Abstract
Background: Prostate cancer (PCa) is a common malignancy and a leading cause of cancer death among African American men. The hereditary prostate cancer 1 gene (HPC1-1q24-25) was initially implicated as a PCa susceptibility locus in 1996, but was not replicated in the African American Hereditary Prostate Cancer (AAHPC) study, which recruited African American families with four or more affected family members (n=95 families). The objective of our study is to identify and confirm PCa genetic susceptibility loci in African Americans.

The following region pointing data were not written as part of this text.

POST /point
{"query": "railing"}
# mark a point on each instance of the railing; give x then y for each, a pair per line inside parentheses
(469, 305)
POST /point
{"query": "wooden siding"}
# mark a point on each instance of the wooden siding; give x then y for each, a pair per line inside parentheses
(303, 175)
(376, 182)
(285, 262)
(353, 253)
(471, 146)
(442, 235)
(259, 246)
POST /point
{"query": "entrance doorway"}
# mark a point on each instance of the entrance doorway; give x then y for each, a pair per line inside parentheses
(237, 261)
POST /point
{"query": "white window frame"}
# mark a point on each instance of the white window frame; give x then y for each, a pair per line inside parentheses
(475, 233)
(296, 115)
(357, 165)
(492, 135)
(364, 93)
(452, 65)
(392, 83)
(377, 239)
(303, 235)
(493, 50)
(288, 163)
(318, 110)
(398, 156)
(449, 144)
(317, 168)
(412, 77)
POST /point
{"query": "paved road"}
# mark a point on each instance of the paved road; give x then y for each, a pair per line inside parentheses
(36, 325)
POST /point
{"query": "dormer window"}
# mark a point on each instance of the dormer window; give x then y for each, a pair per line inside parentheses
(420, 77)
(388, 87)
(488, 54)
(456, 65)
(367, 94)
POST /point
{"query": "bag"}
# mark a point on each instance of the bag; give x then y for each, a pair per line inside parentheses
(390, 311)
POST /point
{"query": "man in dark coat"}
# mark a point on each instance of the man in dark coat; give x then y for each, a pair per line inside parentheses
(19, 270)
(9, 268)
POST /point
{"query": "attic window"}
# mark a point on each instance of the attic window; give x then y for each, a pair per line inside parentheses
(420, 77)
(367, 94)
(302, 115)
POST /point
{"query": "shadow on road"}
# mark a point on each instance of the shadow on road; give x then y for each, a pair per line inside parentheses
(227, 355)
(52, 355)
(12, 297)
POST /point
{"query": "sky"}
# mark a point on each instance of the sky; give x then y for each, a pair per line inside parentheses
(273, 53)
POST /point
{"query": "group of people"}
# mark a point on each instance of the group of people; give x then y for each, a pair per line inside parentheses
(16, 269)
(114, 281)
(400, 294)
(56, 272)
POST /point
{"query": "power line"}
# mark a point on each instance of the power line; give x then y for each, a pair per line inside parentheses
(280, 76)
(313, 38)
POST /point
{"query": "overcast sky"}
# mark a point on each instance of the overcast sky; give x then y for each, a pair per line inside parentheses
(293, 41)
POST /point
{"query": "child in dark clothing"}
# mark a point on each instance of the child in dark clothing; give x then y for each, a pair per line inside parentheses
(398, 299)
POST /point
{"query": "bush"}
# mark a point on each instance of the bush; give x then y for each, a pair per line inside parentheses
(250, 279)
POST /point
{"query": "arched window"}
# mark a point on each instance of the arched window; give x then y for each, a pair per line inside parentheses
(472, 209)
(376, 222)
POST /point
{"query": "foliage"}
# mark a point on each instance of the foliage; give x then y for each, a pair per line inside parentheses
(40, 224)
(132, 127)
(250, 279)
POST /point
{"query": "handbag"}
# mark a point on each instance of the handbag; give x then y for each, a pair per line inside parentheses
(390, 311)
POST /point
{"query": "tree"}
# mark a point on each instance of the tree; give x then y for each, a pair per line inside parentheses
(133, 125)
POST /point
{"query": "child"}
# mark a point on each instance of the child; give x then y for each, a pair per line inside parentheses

Methods: Short tandem repeat polymorphism (STR) scans implicated several loci, but no specific family had a logarithm of odds score higher than 1.8. We sought to refine implicated loci through single nucleotide polymorphism microarray. Therefore, we devised a prioritization scoring system where families with multiple affected and unaffected brothers within a likely onset age bracket scored the highest. After Illumina 660K microarray run, Bayesian prior likelihoods will be coupled with family based statistics to analyze the data in 6 families (n=32).
Results: Scoring criteria was effective at identifying families (n=31, 14 cases, 17 controls) most informative at identifying genes and SNPs associated PCa. A total of 51 SNPs in 13 genes were found to be associated with PCa Risk at the p<0.05 level including CTBP2 (4p16), HNF1B (17cen-q21.3), and PKHD1 (6p12.2).
Conclusions: This study is a first step in identifying PCa genes that warrant further follow-up in the rest of the AAHPC families.
Citation Information: Cancer Epidemiol Biomarkers Prev 2011;20(10 Suppl):A69.